Hitze, Dürre und Waldbrände nehmen in vielen Regionen der Welt zu, Wissenschaft geht von zunehmenden Wahrscheinlichkeiten durch den Klimawandel aus
Die Naturkatastrophen-Bilanz des ersten Halbjahres ist von Wetterkatastrophen geprägt. In den USA zerstörten extreme Tornados Milliardenwerte, Teile der Ostküste Australiens versanken in Fluten und im Süden Europas herrschten Hitze, Waldbrände und Dürre. Der vor wenigen Monaten veröffentlichte Bericht des Weltklimarats IPCC mahnt eine Anpassung der Schadenmodelle der Versicherer an, um das sich ändernde Risiko adäquat zu bewerten. Schadenprävention ist ein zentraler Baustein, um die ökonomischen Folgen des Klimawandels abzumildern. Umso dramatischer ist es, dass die Versicherungsdurchdringung in Entwicklungs- und Schwellenländern bei weit unter zehn Prozent stagniert und auch in den Industriestaaten noch Luft nach oben ist.
Gesamtschäden niedriger als 2021 – Hoher Anteil versicherter Schäden durch Katastrophen in USA
Im ersten Halbjahr 2022 haben Naturkatastrophen weltweit geringere Schäden angerichtet als im Vergleichszeitraum 2021. Überflutungen, Erdbeben und Stürme verursachten einen Gesamtschaden von etwa 65 Mrd. US$ nach 105 Mrd. US$ im sehr schadenträchtigen Vorjahr. Die versicherten Schäden lagen mit etwa 34 Mrd. US$ im Rahmen der vergangenen Jahre.
Fluten in Australien die teuerste Katastrophe in Hinblick auf versicherte Schäden
Im Spätsommer/Frühherbst kam es im Osten Australiens zu extremen Regenfällen und Überschwemmungen, die Schäden in Höhe von 6,6 Mrd. US$ verursachten. In Teilen von Queensland und New South Wales gab es Rekordniederschläge und Überschwemmungen.
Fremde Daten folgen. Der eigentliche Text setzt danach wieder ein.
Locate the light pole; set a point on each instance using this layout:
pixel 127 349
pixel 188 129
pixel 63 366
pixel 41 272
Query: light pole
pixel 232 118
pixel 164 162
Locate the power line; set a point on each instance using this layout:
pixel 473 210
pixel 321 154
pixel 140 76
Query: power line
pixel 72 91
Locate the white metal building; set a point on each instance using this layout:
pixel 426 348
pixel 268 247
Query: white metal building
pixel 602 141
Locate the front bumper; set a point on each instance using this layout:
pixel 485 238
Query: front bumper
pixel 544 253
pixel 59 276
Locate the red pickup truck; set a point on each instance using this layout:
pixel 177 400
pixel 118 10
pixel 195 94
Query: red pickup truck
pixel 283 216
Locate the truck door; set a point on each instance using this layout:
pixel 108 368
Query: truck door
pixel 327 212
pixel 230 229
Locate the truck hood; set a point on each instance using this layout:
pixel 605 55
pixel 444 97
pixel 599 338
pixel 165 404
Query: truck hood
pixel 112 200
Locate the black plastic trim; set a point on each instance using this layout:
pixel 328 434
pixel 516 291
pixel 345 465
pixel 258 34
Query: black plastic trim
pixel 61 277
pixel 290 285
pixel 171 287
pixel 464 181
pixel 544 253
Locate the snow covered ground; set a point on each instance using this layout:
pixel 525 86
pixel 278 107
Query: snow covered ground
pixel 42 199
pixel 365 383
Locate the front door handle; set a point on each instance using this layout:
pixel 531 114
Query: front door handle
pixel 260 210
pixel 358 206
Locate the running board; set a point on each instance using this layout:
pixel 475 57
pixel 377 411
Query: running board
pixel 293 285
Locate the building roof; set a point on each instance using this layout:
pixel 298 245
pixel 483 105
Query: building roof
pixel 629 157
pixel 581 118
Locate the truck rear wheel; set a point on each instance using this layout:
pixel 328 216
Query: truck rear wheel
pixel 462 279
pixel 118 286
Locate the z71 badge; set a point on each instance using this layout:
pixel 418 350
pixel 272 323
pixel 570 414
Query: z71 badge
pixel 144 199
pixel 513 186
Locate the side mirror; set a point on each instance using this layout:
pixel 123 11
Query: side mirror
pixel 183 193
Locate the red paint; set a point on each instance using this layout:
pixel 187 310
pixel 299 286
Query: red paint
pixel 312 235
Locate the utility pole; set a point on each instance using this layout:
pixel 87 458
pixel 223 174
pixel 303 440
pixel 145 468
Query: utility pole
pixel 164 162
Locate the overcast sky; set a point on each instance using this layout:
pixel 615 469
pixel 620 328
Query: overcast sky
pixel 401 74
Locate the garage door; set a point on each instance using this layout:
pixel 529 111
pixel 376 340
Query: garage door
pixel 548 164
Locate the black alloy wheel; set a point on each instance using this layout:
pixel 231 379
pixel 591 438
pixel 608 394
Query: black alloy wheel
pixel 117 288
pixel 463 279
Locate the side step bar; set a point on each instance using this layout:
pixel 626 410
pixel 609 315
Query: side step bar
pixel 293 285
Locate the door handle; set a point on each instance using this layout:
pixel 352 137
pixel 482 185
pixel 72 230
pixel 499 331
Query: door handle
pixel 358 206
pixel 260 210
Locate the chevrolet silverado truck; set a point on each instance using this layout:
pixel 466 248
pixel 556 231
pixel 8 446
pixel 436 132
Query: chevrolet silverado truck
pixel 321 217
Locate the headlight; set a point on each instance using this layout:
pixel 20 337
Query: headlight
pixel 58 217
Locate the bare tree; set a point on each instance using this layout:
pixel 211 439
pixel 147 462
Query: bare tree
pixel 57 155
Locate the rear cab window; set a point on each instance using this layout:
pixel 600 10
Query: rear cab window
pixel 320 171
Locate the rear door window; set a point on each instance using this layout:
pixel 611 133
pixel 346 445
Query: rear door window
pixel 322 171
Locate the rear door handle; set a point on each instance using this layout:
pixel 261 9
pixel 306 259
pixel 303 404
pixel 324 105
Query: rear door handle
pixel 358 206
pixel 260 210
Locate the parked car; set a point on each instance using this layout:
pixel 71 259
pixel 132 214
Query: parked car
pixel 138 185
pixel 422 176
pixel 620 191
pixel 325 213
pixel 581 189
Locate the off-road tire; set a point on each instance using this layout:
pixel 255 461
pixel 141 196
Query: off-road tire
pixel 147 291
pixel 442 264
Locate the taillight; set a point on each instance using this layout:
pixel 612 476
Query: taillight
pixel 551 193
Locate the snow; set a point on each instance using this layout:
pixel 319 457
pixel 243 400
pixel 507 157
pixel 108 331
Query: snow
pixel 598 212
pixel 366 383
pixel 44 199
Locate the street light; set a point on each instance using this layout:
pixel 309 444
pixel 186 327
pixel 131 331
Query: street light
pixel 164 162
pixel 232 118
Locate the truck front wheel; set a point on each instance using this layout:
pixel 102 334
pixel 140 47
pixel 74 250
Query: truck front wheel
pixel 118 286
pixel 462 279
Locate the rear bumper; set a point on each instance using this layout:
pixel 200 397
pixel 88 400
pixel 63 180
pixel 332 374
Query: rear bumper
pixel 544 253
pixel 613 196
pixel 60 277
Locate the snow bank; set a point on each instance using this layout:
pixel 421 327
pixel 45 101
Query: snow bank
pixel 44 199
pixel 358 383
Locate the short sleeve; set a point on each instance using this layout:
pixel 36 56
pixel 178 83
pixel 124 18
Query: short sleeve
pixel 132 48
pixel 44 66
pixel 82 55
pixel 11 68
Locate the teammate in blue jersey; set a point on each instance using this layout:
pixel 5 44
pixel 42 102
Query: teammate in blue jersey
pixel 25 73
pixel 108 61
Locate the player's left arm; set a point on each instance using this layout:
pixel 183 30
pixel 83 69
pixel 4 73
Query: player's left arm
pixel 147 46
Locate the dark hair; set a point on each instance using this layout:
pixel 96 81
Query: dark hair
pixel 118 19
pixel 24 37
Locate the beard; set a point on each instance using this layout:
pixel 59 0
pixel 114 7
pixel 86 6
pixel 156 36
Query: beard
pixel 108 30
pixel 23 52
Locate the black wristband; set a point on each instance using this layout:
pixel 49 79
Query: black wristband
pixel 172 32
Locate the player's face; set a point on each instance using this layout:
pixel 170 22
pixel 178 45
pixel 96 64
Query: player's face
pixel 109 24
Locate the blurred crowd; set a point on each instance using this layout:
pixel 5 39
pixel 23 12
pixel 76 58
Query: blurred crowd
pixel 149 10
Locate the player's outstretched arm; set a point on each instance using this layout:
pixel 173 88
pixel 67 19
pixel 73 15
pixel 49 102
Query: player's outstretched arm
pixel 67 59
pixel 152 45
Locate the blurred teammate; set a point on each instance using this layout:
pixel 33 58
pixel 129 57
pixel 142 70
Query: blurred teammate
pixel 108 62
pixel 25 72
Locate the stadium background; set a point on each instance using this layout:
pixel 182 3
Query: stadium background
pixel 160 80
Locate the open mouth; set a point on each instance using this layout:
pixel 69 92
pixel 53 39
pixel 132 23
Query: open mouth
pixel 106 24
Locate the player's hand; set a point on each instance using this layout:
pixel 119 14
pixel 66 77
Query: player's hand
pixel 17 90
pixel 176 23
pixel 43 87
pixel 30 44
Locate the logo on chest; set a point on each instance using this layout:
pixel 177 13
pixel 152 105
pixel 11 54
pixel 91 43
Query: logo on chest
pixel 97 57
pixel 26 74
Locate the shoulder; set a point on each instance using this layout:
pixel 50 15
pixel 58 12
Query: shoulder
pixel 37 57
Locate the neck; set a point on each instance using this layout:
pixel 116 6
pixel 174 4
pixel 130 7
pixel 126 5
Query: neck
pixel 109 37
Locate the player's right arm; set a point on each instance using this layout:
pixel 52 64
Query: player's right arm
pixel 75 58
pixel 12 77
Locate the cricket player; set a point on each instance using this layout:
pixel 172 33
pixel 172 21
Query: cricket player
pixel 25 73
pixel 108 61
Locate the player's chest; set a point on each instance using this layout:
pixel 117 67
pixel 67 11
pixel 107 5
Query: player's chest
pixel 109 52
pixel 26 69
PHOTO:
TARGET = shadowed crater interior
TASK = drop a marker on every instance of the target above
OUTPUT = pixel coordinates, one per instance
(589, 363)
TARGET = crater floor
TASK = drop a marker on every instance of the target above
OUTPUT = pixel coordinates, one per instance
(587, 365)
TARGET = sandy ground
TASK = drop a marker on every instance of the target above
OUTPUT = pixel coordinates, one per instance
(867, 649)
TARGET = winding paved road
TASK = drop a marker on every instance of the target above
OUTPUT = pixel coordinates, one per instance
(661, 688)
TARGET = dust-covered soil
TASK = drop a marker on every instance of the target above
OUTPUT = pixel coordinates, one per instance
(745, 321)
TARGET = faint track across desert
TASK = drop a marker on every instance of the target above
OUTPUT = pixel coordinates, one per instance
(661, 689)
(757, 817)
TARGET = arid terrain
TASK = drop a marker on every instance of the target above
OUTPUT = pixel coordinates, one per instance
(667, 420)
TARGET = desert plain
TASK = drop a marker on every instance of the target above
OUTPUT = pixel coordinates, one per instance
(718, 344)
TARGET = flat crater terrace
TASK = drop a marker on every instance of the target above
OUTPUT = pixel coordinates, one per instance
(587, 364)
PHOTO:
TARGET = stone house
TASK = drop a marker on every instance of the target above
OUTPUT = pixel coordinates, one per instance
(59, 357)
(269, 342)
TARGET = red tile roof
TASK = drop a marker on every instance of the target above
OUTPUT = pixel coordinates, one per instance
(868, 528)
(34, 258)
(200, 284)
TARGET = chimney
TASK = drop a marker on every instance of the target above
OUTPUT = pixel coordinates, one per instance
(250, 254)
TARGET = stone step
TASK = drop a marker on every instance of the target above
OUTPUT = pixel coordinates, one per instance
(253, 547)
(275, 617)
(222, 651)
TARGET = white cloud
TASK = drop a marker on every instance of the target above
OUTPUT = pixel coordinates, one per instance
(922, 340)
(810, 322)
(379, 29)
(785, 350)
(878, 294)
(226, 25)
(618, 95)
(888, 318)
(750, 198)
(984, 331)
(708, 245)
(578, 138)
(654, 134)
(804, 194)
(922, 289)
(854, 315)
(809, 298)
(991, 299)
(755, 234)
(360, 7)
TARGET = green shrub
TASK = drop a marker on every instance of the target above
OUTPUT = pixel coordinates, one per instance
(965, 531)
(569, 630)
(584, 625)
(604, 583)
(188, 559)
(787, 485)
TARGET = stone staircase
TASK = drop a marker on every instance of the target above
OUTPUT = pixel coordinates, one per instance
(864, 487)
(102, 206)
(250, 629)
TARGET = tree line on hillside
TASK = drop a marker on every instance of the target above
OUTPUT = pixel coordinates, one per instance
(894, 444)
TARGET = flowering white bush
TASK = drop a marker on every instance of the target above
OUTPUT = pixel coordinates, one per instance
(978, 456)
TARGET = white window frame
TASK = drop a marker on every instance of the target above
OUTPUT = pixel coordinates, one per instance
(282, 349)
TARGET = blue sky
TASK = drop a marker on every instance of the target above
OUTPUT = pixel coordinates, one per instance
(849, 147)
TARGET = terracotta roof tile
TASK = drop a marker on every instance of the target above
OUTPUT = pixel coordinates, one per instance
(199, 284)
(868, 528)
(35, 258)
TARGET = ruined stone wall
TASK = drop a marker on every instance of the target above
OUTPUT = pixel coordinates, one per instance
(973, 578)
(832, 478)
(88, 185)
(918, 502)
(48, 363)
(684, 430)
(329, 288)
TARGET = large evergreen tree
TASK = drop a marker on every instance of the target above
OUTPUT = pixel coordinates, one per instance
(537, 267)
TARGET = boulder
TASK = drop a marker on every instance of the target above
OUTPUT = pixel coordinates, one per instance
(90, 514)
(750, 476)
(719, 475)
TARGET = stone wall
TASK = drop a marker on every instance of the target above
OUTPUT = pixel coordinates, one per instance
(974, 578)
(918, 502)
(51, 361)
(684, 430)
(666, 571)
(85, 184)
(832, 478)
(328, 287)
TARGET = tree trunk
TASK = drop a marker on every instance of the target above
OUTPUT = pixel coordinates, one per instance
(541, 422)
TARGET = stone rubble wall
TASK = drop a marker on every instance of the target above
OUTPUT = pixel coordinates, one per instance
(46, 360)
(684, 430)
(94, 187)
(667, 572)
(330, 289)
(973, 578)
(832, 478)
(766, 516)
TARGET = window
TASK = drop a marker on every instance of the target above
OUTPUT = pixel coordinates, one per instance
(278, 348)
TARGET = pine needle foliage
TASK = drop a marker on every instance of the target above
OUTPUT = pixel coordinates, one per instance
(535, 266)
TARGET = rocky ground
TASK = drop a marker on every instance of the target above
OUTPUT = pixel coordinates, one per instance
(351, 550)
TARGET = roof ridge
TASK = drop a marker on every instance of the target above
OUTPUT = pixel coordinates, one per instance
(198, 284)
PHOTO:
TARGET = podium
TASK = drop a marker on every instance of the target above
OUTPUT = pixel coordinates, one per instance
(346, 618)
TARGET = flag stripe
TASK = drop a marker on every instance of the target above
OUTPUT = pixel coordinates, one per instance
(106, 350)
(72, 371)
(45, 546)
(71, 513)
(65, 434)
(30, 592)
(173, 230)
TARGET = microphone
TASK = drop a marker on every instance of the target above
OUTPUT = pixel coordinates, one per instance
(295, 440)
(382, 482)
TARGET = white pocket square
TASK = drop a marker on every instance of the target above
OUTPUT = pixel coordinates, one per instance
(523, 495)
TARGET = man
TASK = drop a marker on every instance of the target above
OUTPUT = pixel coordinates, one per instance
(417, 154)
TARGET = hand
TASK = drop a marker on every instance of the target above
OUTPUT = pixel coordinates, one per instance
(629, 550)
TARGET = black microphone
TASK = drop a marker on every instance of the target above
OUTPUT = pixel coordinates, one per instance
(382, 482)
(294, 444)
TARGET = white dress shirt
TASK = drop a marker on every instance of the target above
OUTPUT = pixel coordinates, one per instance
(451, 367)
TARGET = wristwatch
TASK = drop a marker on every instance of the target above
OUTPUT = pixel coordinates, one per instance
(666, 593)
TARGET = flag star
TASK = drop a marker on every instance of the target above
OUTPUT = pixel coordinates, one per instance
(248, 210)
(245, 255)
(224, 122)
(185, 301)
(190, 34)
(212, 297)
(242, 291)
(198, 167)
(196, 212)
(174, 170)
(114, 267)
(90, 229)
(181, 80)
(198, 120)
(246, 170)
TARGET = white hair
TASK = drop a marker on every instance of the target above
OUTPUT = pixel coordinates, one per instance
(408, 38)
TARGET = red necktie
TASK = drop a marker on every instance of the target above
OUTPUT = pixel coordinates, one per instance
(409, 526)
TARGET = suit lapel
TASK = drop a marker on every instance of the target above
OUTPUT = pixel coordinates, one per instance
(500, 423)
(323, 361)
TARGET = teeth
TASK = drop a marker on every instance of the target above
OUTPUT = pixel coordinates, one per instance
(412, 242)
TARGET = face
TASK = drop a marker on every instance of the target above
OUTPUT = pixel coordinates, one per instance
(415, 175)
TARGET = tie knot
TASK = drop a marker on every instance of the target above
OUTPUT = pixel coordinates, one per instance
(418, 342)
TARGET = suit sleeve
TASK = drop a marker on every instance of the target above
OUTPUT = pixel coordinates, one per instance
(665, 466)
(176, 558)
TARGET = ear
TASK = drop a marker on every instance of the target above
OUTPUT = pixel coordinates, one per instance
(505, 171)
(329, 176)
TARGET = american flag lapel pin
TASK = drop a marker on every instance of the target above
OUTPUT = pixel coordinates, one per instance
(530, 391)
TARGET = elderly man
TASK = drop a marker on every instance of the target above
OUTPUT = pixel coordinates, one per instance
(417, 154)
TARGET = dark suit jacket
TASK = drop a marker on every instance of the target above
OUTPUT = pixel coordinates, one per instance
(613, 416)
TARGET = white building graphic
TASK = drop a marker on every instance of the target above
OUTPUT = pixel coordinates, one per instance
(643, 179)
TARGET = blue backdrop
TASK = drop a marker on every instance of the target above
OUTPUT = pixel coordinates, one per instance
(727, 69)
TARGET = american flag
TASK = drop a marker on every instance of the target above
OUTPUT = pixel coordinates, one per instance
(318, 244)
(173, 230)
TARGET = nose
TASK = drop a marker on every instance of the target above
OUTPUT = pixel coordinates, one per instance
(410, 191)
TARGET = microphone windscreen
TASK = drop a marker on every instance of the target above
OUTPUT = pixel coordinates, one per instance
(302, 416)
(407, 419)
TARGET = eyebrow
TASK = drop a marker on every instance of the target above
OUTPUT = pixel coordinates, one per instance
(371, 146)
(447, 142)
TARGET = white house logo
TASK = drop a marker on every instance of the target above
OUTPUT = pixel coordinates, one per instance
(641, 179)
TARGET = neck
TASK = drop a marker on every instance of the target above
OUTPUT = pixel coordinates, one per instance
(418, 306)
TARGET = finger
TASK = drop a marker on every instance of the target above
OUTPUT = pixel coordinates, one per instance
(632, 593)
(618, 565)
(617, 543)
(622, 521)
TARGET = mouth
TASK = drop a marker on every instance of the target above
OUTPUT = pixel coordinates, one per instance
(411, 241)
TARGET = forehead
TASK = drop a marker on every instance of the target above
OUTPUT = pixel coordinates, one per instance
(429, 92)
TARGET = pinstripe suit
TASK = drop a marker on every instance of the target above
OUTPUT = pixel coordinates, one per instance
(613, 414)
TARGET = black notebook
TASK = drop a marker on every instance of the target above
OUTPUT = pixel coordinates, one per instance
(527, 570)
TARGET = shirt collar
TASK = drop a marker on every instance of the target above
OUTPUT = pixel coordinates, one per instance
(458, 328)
Die letzte Februarwoche war die niederschlagreichste Woche seit 1900. In einigen Gebieten wurden die höchsten Überschwemmungen seit 1893 verzeichnet. Die vorläufigen Kosten für die Versicherungswirtschaft werden derzeit auf 3,7 Mrd. US$ geschätzt.
Auch andere Länder in der Region Asien-Pazifik waren von schweren Katastrophen betroffen:
In Japan ereignete sich ein schweres Erdbeben der Magnitude 7.3 östlich der Hauptinsel Honshu. Das Epizentrum lag unweit der Stelle, wo vor elf Jahren das heftige Tohoku-Erdbeben den Tsunami auslöste, der die Atomkatastrophe von Fukushima zur Folge hatte. Auch wenn das Beben im März 2022 deutlich schwächer war, summierten sich die Gesamtschäden auf 8,8 Mrd. US$, wovon 2,8 Mrd. US$ versichert waren.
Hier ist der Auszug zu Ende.